Dozens of Sun Country passengers are stuck in Mexico after the airline canceled several flights to MSP and told them to “make arrangements on another airline for your return flight”https://t.co/B8LJwA70Xn
— FOX 9 (@FOX9) April 15, 2018
Over the weekend, Eagan-based Sun Country Airlines stranded hundreds of travelers in Mexico because of the bad weather, leaving them to rebook on their own and deal with insufficient refunds. Sounds like a cruel joke, but it actually happened. https://t.co/vUMeN0NlQH
— Tina Smith (@SenTinaSmith) April 16, 2018
I’ve asked this question before and Sun Country Airlines is making me ask it again. Does any industry think less of its customers than the airline industry?
I guess this nonsense is to be expected from an airline that last summer hired the executive vice president and chief operating officer of Allegiant Air to be its new president and chief executive officer. You might remember Allegiant Air from such television programs as 60 Minutes, which on Sunday night called Allegiant Air “one of the country’s… most dangerous [airlines].”
When I hear the term “ultra-low cost carrier,” I think of Spirit Airlines, being asked to pay $3.50 for half a can of Diet Coke, being told it’ll be $25 to bring a suitcase with me, and generally being told to go eff myself. Add “figuring out how to get home from Mexico during a blizzard on my own” to that list.

For all of its troubles, I don’t remember the Fung Wah Bus ever telling people to find their own way home from New York City. No man left behind!
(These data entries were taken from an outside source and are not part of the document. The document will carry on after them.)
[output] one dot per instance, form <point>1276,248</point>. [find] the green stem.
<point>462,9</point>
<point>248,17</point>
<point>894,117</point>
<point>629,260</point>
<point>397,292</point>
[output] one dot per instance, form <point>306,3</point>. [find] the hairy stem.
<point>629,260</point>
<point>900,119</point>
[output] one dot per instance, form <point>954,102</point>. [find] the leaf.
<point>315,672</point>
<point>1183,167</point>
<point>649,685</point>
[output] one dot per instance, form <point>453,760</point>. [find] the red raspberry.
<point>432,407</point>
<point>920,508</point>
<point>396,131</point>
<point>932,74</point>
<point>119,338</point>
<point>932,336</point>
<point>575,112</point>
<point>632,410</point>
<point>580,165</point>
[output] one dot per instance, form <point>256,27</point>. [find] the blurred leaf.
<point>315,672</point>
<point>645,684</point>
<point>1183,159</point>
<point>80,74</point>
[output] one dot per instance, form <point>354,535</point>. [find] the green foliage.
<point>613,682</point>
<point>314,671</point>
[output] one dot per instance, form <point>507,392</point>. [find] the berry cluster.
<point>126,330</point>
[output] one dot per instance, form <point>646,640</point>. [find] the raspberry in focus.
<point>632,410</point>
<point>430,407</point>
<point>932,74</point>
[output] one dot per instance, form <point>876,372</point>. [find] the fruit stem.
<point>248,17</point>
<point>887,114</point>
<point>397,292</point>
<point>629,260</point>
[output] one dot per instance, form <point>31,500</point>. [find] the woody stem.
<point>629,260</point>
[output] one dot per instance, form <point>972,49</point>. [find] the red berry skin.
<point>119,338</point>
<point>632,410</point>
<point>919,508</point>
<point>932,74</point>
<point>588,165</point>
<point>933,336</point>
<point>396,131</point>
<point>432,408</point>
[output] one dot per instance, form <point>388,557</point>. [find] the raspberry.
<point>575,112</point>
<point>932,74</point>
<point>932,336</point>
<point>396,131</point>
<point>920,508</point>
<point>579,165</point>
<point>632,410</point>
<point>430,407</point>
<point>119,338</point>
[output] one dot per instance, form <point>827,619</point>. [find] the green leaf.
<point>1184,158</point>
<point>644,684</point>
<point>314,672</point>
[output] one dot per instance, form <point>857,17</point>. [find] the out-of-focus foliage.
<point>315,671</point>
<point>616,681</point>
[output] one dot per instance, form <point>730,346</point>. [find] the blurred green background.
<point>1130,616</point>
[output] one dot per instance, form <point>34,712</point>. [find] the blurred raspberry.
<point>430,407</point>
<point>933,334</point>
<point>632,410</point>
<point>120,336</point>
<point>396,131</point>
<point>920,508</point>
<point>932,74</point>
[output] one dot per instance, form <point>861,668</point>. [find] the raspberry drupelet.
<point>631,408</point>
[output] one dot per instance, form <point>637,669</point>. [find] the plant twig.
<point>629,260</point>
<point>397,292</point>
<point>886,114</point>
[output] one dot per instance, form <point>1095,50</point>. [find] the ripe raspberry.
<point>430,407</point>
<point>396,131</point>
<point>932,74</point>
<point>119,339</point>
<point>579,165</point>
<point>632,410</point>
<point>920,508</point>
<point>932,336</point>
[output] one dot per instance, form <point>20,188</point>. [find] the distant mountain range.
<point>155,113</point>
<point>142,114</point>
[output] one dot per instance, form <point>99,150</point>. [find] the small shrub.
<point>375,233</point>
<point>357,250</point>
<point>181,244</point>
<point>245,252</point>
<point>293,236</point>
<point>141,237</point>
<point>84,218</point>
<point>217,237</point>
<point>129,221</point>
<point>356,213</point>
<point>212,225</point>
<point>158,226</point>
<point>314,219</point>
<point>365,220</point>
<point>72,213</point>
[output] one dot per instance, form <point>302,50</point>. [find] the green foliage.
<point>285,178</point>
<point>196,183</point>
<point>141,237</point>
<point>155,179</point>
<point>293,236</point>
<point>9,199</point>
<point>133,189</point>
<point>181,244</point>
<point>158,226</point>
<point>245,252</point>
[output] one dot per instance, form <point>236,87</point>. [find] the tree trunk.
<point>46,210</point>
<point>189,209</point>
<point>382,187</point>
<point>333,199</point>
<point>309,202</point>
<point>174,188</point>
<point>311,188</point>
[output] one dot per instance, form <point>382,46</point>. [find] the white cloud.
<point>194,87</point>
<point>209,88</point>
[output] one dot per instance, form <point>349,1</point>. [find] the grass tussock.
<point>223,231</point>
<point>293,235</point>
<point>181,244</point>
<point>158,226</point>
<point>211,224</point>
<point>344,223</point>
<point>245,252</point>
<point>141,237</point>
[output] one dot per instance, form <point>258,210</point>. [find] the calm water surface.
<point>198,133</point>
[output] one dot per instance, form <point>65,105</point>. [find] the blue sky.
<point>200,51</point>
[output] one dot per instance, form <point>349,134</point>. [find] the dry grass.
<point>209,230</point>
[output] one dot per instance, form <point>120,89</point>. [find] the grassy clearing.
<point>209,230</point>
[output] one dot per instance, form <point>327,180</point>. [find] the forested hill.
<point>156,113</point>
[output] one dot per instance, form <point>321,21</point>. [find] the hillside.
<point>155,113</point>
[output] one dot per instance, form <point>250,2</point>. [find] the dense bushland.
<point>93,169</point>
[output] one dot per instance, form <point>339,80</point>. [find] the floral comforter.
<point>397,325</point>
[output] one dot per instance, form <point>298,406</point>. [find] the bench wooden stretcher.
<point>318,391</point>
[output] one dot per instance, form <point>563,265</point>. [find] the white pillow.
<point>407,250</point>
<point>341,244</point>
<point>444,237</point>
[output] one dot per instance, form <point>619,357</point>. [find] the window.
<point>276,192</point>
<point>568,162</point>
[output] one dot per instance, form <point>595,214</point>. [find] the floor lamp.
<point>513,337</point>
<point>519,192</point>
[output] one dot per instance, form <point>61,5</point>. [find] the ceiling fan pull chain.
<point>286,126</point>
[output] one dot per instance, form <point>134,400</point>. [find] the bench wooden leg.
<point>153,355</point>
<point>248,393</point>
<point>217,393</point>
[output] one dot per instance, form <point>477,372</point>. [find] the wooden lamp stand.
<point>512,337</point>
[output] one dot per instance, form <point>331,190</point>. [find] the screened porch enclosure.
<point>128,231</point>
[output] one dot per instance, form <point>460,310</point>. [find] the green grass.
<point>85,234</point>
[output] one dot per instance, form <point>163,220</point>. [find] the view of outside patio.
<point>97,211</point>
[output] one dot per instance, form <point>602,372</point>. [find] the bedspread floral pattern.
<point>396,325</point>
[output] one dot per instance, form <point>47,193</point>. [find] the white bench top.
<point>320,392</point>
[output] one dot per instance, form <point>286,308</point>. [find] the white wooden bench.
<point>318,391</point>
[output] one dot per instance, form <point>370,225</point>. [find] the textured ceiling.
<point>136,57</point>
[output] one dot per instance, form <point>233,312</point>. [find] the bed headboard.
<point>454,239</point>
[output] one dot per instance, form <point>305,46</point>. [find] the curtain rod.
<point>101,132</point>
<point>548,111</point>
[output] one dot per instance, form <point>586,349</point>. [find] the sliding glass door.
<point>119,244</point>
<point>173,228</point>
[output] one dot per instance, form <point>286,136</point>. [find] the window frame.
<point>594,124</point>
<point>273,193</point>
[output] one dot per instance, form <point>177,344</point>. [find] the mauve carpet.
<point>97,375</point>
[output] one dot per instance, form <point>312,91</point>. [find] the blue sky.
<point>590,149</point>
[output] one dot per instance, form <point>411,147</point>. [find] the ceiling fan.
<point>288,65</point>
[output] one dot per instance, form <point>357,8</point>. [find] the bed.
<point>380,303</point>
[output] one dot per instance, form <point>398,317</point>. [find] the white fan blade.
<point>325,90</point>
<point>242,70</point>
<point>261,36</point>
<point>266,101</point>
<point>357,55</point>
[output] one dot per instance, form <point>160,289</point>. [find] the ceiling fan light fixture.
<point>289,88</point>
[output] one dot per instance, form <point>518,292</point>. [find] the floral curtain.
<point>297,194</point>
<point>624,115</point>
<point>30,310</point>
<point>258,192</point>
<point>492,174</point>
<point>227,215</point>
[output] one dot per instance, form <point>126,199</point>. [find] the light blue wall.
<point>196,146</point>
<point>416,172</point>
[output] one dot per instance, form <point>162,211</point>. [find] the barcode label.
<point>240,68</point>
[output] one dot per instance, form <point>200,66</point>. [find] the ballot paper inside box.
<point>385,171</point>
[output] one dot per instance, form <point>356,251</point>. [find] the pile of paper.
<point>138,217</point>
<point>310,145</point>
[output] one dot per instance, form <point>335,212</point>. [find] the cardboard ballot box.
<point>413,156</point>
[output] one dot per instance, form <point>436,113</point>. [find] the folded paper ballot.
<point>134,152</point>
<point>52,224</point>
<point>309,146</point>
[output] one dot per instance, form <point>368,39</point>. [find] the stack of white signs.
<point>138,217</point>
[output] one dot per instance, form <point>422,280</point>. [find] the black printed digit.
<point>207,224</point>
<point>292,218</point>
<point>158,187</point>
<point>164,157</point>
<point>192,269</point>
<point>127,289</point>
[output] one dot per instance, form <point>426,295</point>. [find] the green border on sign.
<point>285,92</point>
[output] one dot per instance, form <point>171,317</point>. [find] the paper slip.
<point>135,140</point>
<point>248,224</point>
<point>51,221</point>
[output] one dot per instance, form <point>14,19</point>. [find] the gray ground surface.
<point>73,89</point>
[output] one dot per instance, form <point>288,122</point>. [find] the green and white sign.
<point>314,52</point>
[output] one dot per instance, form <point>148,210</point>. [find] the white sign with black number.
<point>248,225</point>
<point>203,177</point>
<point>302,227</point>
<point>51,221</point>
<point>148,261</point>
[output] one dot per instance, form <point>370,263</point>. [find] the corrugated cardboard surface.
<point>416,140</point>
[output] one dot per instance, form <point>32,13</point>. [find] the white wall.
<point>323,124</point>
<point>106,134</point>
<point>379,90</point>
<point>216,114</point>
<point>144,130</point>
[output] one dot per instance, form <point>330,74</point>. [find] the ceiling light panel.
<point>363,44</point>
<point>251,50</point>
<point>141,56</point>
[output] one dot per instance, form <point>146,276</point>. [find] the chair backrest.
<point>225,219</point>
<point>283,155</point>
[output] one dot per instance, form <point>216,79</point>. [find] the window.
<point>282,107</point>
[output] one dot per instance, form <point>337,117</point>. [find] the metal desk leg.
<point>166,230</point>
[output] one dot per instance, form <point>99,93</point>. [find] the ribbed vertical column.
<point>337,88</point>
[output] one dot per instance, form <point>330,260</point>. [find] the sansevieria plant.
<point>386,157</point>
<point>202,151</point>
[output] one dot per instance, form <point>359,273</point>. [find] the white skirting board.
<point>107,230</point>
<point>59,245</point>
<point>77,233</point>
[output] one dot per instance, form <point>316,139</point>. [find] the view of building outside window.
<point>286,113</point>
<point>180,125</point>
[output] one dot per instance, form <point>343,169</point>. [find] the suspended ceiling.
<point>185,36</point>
Airlines like Spirit, Allegiant and Sun Country are slowly turning into the Fung Wah Buses of the sky. Southwest Airlines already is a bus company that just happens to own and operate planes. There’s no assigned seating and no other way to explain why a flight from Boston to Atlanta would stop in St. Louis.
My personal policy used to be to drive to any destination less than 8 hours away. These stories have me considering updating that policy to drive to to any destination less than 12 hours away. I know that air travel is a privilege and not a right, but if I have the “privilege” of paying for my ticket, luggage, soft drink and small pack of pretzels, I think I have the “right” to expect a flight home.